Undulating cloud patterns are formed in various ways. Often I've seen them where flowing air masses encounter mountain ranges. Sometimes they're generated at the boundary between two air layers with different densities and traveling at different velocities. Maybe the latter condition caused our undulations, for that morning a cold front from up North was stalling out to our north, held back by southerly winds blowing up from Chiapas and Guatemala.

However undulating cloud patterns are formed, the same meteorological physics is involved. Up and down motion of air somehow is induced in the atmosphere. When enough moisture is present, a cloud will form where air rises above the condensation level, but dissipate where it dips below the level. Eventually cloud strips and gaps arrange themselves in alternating patterns.


DECEMBER 21, 2012
Some say that the end-date of the current 5,125-year- long cycle of the Mesoamerican Long Count Calendar, or Mayan Calendar, occurs next year on December 21st, and that that will coincide with the end of the world. Astronomical alignments have been evoked to support the theory, envisioning catastrophic earthquakes, collisions with black holes, and more. Bring in the Seven Signs of the Apocalypse and Nostradamus's predictions, and you get "unabashed doomsday hype and the worst kind of inane sensationalism," as one critic framed it.

Other than a daily visit to the BBC International News Page on the Internet, I've missed out on the "2012 Phenomenon," as Wikipedia calls it -- their fine page on it at http://en.wikipedia.org/wiki/2012_phenomenon.

Still, I was curious what real Maya think about the matter, so I asked my Maya shaman friend José. He says that, yes, it's the end of a Long Count, but that only means that it's the beginning of another. I asked José if people should be doing anything in preparation for the event, and without skipping a beat he told me this:

"In preparation for the new beginning, we need to be cleansing and purifying our bodies and spirits."
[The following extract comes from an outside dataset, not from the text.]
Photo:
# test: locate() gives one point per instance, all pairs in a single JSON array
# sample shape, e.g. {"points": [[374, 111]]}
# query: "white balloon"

He was thinking about ceremonies needing to be conducted, about fasts and sweatbaths to be undertaken, and about people getting their minds and spirits in order for the big change.
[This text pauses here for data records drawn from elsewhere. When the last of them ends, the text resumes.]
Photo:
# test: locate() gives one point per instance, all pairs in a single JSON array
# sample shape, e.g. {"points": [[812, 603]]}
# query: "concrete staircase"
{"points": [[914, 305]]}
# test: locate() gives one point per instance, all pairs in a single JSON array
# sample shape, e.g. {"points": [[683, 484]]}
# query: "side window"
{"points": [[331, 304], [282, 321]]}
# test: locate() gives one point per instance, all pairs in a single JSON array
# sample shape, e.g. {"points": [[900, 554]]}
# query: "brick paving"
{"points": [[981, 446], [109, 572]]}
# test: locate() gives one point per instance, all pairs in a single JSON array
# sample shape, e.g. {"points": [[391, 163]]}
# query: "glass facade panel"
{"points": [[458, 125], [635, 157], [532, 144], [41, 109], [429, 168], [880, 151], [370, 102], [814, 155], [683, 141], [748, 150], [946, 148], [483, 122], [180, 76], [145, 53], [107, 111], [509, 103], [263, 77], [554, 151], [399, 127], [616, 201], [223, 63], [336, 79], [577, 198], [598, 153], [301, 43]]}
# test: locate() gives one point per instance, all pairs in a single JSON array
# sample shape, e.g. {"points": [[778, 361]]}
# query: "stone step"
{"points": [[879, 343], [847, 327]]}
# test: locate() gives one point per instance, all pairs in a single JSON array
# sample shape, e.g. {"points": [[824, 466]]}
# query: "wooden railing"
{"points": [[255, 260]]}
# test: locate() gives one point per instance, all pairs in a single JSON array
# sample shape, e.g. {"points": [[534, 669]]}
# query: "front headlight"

I don't buy any of this "2012 Phenomenon" hype.

However, I do agree totally with José's notion that at this time in the evolution of humanity it's the exact right moment for each of us to undergo physical and spiritual cleansings and purifications. That's because most of us pollute and abuse our bodies, and so much of what we've become as human beings falls far below our potentials. And December 21st, 2012 is as good a target date as any for our having exorcized our demons and deficiencies, and to start over with renewed energy and vision.

Many paths can help us cleanse and purify ourselves. One randomly encountered but well thought-out path available on the Internet is suggested by Abraham Maslow's ideas on "self-actualization," outlined here.  

For my part, I'm renewing my efforts to understand and to harmonize my life with the teachings of the Six Miracles of Nature, as described at http://www.backyardnature.net/j/6/.

And on December 21st, 2012, I suspect I'll celebrate some kind of renewal and rebirth with anyone who wants to celebrate with me.